Paper long abstract:
Moving away from the politics of representation and museums as contact zones, Thomas (2016) suggests that museums are 'creative technologies that enable us to remake things anew in the present'. The expanding audiences for the large UK university ethnographic museums are not composed of academic anthropologists but of a wider public who come to know anthropology through their engagement with the museum (ibid). In the UK, the heritage lottery fund has re-energised the museum sector - including university museums. In Australian universities, campus museums rely mainly on the largesse of vice chancellors, a situation that may result in short funding cycles and short-term planning. Despite the recent ethnographic turn in art, paradoxically most commentary in the anthropology of art and curatorial studies eschew the ethnographic museum in favour of examples from a contemporary art category. Outside museum anthropology, the prevailing academic sentiment in Australia does not attribute value or social agency to ethnographic collections, often relegating them to a polluted, not art category of dead things. Many of those who work in museums experience collections as living.
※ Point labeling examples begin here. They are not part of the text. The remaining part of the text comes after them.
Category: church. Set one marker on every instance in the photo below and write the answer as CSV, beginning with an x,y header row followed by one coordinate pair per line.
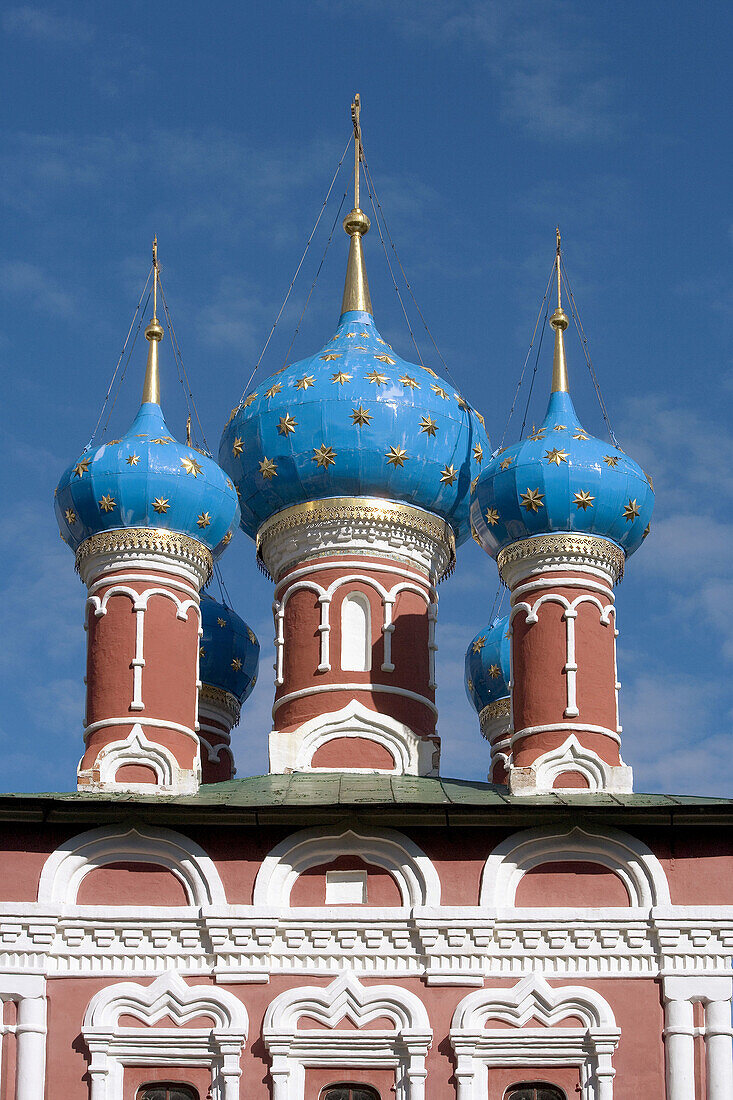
x,y
354,925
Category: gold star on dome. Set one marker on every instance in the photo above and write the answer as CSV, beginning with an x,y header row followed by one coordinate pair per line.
x,y
532,499
286,425
361,417
631,510
396,457
324,455
583,499
192,466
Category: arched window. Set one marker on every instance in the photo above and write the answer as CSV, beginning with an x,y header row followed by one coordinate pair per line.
x,y
356,634
534,1090
347,1091
167,1090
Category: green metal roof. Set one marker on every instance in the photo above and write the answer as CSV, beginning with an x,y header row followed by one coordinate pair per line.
x,y
332,795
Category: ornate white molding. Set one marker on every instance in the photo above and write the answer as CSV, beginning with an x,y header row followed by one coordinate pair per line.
x,y
72,861
539,777
294,750
564,550
403,1046
393,851
137,749
111,1046
357,526
621,853
591,1045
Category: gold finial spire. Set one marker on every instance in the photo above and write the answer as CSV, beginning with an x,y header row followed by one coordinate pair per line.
x,y
154,334
559,322
356,288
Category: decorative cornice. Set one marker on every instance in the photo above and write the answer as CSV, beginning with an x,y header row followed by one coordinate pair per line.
x,y
153,539
220,699
566,548
380,524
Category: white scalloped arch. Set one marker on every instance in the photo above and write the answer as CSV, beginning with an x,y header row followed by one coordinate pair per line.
x,y
73,860
621,853
393,851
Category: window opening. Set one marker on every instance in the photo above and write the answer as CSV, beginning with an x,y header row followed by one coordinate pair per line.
x,y
356,634
167,1090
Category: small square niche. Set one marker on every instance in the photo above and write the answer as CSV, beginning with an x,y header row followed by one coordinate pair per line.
x,y
346,888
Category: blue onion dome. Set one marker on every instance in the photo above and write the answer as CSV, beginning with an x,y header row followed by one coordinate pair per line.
x,y
561,479
354,419
146,480
229,650
488,666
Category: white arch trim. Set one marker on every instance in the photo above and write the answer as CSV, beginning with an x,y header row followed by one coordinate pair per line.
x,y
413,755
73,860
393,851
111,1046
403,1046
590,1045
621,853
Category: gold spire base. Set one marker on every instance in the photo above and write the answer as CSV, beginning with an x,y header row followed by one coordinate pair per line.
x,y
356,287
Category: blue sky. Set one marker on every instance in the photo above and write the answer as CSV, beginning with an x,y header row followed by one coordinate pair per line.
x,y
219,128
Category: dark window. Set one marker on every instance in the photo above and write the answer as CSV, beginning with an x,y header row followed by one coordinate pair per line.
x,y
534,1090
167,1090
349,1092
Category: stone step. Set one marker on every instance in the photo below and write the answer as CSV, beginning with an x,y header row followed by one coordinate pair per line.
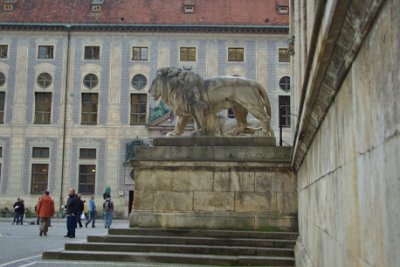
x,y
214,141
191,240
210,153
177,258
204,233
187,249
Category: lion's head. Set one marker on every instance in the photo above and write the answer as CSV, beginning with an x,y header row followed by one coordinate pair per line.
x,y
178,88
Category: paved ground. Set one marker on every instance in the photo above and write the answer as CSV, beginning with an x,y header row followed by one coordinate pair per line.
x,y
21,245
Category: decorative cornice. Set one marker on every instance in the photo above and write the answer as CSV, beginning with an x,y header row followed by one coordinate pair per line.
x,y
343,37
147,28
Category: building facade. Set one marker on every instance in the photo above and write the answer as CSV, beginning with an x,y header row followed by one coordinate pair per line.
x,y
347,143
74,77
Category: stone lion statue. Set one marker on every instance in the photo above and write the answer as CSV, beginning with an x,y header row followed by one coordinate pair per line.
x,y
226,126
189,95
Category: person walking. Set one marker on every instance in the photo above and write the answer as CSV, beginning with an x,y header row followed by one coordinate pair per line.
x,y
81,207
21,212
92,212
45,210
108,208
72,210
85,210
16,207
36,212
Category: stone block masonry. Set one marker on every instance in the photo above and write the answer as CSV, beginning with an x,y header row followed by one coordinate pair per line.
x,y
182,182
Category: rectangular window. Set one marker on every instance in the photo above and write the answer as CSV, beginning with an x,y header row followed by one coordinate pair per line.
x,y
3,51
87,153
8,7
96,8
87,178
42,108
92,52
188,9
187,54
46,52
283,10
40,152
40,173
138,108
284,110
284,55
89,108
140,53
236,54
2,103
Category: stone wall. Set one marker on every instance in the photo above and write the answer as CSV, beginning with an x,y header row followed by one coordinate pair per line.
x,y
348,166
207,189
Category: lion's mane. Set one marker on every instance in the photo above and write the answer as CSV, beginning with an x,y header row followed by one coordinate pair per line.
x,y
183,90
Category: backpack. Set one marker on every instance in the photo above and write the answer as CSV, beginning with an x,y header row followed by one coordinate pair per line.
x,y
108,205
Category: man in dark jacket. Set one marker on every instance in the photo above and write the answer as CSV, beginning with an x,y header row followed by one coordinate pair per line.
x,y
81,207
72,211
17,210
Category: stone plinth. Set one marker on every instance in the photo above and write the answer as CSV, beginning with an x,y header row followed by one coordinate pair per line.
x,y
233,183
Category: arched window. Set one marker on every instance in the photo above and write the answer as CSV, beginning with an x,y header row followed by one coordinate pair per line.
x,y
284,83
90,80
44,80
139,81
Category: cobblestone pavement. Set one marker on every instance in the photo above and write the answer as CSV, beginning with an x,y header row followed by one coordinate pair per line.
x,y
21,245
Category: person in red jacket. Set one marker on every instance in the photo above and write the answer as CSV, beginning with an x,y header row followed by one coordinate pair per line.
x,y
45,210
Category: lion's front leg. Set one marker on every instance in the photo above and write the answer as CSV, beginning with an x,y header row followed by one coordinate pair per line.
x,y
179,126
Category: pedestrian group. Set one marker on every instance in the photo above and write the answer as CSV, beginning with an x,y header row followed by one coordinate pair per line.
x,y
76,209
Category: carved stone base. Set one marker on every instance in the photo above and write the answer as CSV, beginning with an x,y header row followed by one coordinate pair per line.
x,y
233,183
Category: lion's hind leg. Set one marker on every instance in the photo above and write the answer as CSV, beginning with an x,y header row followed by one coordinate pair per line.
x,y
241,120
259,113
179,126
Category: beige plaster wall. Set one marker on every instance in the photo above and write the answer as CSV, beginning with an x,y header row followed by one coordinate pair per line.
x,y
349,182
260,196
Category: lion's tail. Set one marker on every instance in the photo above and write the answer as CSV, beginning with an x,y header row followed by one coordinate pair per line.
x,y
265,99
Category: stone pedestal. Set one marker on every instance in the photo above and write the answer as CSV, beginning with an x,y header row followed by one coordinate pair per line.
x,y
214,183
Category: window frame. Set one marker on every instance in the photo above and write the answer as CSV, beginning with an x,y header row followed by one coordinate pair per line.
x,y
284,83
87,153
2,48
139,84
43,105
90,53
137,116
90,105
2,106
89,81
49,52
285,109
41,152
2,79
283,55
84,186
36,177
234,54
140,53
44,80
187,53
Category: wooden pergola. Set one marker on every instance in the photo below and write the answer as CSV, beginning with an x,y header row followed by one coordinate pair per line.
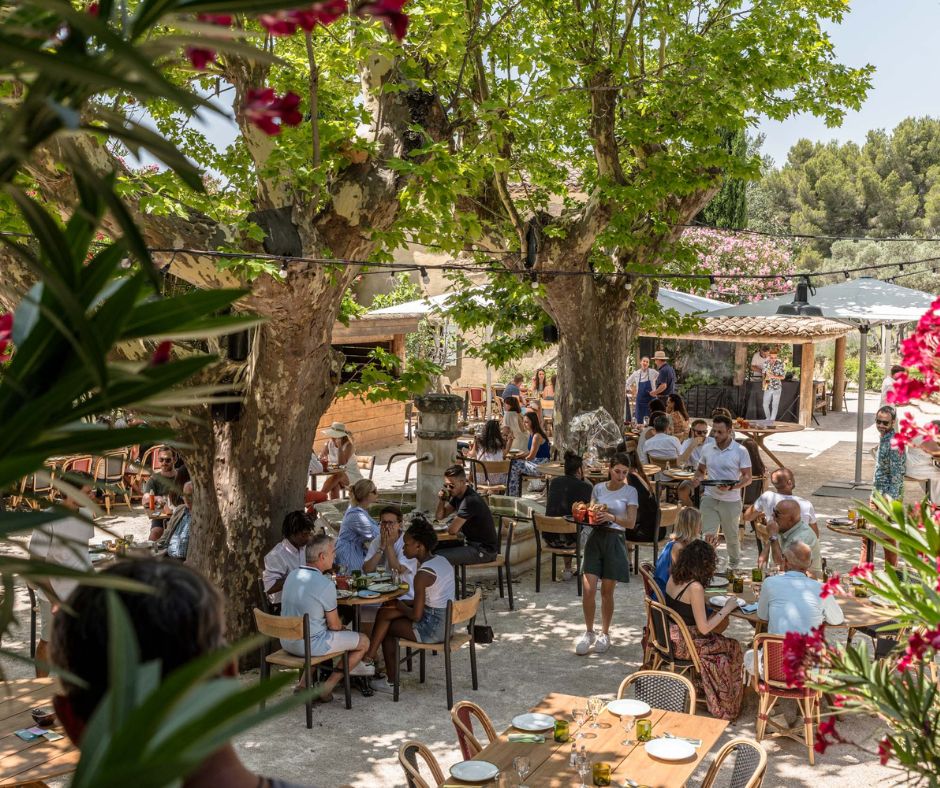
x,y
777,330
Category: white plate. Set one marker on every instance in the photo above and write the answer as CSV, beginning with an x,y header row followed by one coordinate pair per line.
x,y
669,749
628,707
533,722
474,771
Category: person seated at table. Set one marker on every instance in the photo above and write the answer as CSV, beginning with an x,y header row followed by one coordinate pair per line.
x,y
721,657
786,527
357,529
791,602
160,484
181,621
539,451
605,560
424,620
675,409
563,493
783,483
339,452
297,529
473,519
389,550
690,453
514,432
309,591
662,445
63,542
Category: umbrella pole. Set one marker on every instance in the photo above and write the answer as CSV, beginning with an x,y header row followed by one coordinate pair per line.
x,y
863,330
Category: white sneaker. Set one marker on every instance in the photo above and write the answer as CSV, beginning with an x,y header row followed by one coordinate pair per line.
x,y
363,669
382,685
583,646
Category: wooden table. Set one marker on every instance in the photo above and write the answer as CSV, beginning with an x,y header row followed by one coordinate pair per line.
x,y
549,761
858,533
760,433
40,759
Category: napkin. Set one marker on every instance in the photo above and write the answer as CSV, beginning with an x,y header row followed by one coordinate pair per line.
x,y
526,738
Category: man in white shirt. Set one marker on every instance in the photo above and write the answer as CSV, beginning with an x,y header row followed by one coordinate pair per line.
x,y
63,542
721,506
783,482
662,445
288,554
790,602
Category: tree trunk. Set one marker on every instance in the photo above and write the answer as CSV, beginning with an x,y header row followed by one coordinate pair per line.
x,y
247,474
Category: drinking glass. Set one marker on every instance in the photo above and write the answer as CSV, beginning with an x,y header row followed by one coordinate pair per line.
x,y
627,721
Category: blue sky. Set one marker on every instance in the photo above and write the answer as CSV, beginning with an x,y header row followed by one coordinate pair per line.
x,y
899,38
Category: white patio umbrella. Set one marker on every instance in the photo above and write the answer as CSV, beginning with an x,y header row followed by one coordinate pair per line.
x,y
863,303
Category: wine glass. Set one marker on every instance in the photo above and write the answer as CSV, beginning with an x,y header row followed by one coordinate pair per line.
x,y
627,721
595,707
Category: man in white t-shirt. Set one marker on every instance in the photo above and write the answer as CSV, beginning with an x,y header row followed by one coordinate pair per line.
x,y
63,542
662,445
721,506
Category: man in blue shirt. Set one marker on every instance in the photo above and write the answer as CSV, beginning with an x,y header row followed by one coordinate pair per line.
x,y
309,591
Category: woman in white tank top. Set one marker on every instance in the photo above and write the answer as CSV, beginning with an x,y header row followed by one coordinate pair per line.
x,y
425,618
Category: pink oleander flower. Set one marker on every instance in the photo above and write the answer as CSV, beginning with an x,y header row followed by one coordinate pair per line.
x,y
830,587
389,11
200,57
269,112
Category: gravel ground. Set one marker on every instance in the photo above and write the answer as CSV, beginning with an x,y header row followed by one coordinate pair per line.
x,y
533,655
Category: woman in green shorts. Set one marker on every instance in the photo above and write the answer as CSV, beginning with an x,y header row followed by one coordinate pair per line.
x,y
605,554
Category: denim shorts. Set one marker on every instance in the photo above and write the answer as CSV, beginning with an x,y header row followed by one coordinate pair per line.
x,y
430,627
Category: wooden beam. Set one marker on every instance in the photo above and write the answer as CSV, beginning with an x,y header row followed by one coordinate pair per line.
x,y
807,395
838,376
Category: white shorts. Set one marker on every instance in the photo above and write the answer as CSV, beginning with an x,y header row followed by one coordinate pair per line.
x,y
334,640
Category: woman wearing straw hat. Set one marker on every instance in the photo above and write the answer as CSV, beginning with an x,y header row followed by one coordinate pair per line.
x,y
339,452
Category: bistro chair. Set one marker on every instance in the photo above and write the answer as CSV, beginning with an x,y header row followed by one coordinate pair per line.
x,y
664,650
296,628
462,715
750,763
462,611
661,690
408,758
770,685
542,524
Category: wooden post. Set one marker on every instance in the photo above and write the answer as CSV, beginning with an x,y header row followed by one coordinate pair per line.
x,y
741,363
838,376
807,390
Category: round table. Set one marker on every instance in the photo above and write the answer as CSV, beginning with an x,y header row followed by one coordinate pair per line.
x,y
758,434
858,533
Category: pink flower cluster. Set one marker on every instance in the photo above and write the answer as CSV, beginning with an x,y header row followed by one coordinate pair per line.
x,y
801,652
Following an eight-year stint leading the largest university collection of ethnographic material things in Australia, I discuss the contemporary relevance of such anthropology museums, the singularity of the University of Queensland's Anthropology Museum and how generating and managing social energy in a museum can reactivate the vitality of collections. I ask how these museums collections can play a greater part in contemporary academic anthropology.